Early in August, investors worked out a cautious and de-risking environment, which resulted in muted equity positions. But the macroeconomic data from last week—especially from the US—sparked a dramatic turnabout.

A more hopeful economic picture has resulted from these developments since they have eased concerns about a prolonged period of inflation and have given the Federal Reserve greater leeway in managing interest rates.

The S&P 500 rallied in response to these encouraging data indicators, recovering losses from the early August sell-off. In addition to reflecting better market sentiment, this recovery indicated that investors were once again committed to the equities market, especially in the S&P 500, which absorbed most of the fresh risk flows.

All US indices saw an increase in net positioning, with the S&P experiencing notably bigger and more steady fresh risk flows throughout the week. According to Citi analysts, notional positioning increased by about $18 billion, of which the great bulk ($16 billion+) came from new longs.

Since the rally forced all short positions into the loss area, there has been a noticeable decrease in short positions in tandem with this capital inflow. However, Citi points out that because these investments are comparatively lower in size, the risks connected with them are lessened.

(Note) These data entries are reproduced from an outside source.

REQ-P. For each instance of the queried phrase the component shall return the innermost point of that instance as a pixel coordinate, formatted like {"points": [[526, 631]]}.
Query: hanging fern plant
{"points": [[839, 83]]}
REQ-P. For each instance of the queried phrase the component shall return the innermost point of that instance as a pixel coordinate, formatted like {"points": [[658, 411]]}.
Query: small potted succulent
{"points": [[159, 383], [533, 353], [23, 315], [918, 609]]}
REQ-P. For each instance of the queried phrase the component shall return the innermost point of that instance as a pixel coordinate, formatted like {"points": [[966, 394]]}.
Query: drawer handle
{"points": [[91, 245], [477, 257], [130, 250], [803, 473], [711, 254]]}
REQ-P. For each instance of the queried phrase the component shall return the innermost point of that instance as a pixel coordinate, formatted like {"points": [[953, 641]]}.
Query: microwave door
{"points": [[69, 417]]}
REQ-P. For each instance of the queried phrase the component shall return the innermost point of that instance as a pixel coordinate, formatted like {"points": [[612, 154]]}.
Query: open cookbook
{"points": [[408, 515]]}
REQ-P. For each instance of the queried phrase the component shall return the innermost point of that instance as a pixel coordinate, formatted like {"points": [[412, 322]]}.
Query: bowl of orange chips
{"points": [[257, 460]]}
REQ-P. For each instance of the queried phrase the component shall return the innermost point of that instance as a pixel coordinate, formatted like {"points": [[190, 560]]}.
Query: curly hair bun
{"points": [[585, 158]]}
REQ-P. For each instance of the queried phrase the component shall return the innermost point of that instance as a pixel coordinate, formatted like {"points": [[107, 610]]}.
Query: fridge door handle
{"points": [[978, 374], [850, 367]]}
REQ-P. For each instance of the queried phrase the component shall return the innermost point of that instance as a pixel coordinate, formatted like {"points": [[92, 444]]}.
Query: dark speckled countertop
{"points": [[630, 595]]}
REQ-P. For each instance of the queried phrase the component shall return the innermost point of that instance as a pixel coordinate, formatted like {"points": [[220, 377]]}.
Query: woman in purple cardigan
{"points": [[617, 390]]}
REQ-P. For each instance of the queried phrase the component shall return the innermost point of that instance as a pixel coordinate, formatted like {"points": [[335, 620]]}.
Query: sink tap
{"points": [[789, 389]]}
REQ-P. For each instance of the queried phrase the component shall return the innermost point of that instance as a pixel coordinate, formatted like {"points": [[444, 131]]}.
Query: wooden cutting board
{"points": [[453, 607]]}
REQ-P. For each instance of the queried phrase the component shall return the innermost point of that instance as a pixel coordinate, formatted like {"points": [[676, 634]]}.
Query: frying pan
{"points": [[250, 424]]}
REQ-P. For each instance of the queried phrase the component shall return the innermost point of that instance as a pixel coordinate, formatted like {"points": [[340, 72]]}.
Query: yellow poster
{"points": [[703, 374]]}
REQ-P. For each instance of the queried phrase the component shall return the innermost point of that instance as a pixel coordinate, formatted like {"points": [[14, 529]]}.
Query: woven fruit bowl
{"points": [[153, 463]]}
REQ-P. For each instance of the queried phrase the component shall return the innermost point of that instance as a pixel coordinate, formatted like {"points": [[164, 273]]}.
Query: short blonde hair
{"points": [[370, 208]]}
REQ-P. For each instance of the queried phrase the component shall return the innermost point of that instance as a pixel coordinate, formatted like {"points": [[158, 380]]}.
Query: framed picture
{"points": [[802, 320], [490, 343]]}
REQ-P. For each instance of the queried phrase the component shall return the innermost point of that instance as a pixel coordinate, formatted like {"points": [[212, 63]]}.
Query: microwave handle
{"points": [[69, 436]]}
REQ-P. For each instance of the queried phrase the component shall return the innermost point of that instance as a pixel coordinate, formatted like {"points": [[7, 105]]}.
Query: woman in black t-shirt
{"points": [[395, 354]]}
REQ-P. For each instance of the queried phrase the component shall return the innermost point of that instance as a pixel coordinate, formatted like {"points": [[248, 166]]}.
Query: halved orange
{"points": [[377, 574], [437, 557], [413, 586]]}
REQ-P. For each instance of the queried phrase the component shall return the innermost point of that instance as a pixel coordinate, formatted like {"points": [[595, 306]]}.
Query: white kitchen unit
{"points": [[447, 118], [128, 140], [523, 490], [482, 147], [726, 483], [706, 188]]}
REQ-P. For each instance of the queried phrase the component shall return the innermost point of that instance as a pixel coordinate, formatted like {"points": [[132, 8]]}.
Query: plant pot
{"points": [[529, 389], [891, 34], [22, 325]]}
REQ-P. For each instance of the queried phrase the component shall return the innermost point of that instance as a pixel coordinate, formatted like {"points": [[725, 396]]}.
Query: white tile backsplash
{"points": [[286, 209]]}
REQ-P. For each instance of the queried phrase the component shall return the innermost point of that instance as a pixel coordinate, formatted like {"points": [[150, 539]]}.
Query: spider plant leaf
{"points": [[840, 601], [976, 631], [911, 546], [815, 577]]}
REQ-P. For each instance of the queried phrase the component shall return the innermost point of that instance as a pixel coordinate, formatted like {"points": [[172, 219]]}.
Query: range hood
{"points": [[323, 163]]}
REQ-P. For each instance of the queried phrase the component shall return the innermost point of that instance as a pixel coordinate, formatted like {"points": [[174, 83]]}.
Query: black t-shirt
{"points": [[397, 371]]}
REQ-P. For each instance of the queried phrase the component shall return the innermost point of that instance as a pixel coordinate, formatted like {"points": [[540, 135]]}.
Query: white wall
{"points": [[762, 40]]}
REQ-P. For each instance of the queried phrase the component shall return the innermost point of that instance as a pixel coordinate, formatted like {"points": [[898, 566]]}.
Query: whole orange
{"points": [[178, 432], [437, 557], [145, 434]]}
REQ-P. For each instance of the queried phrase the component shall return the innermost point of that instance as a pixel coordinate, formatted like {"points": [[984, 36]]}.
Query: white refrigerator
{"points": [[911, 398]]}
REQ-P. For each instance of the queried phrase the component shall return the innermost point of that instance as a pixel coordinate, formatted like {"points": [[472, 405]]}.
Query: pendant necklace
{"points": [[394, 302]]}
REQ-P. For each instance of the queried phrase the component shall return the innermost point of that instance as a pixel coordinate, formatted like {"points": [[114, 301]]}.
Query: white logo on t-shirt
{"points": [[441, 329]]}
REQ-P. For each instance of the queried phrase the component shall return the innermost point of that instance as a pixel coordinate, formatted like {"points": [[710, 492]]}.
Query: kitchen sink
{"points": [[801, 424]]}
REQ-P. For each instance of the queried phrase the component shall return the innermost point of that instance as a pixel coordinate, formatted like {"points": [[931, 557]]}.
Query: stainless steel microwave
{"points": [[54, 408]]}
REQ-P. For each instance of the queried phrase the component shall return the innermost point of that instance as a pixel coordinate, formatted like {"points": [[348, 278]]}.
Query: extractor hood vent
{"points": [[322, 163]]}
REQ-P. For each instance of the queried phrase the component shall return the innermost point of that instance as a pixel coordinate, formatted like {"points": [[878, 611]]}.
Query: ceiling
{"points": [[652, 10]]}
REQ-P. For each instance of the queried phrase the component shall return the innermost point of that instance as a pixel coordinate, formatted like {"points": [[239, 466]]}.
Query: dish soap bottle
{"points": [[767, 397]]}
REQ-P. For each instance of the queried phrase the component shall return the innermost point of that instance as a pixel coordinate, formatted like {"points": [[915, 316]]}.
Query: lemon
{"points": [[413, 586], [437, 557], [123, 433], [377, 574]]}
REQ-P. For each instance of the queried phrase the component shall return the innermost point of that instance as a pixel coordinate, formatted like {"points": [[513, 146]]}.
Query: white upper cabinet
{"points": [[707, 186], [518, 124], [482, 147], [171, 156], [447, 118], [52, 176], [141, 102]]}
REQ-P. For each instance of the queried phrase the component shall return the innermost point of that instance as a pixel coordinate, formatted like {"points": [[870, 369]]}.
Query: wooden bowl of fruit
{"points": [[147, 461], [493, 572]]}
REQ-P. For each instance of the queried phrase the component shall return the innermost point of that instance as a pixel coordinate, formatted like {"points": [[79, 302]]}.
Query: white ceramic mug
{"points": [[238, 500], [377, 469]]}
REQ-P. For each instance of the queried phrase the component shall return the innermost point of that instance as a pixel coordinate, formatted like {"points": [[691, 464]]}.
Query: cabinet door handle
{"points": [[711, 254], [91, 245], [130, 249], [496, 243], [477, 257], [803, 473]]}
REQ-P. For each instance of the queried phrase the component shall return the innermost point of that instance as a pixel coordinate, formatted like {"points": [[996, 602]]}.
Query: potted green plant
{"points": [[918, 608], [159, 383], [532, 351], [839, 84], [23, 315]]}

Losses from long positions had been pressing the Nasdaq in particular, but they have now much decreased, relieving investor pressure and enhancing the index's overall profit setup.

Bullish flows did not just return to the U.S. markets. There was also an increase in investor activity in the European and Asian markets. Indexes in Europe, such the FTSE and DAX, had a net positive turn due to the unwinding of short positions and the initiation of new long ones.

As the index with the greatest positive flows in Asia, the Nikkei reached levels that Citi sees as increasingly stretched. In addition, the KOSPI increased its net long positions, getting close to three-year highs.

The China A50 index, on the other hand, continues to be the most bearish, with little positioning risk because of its undeveloped short profit levels.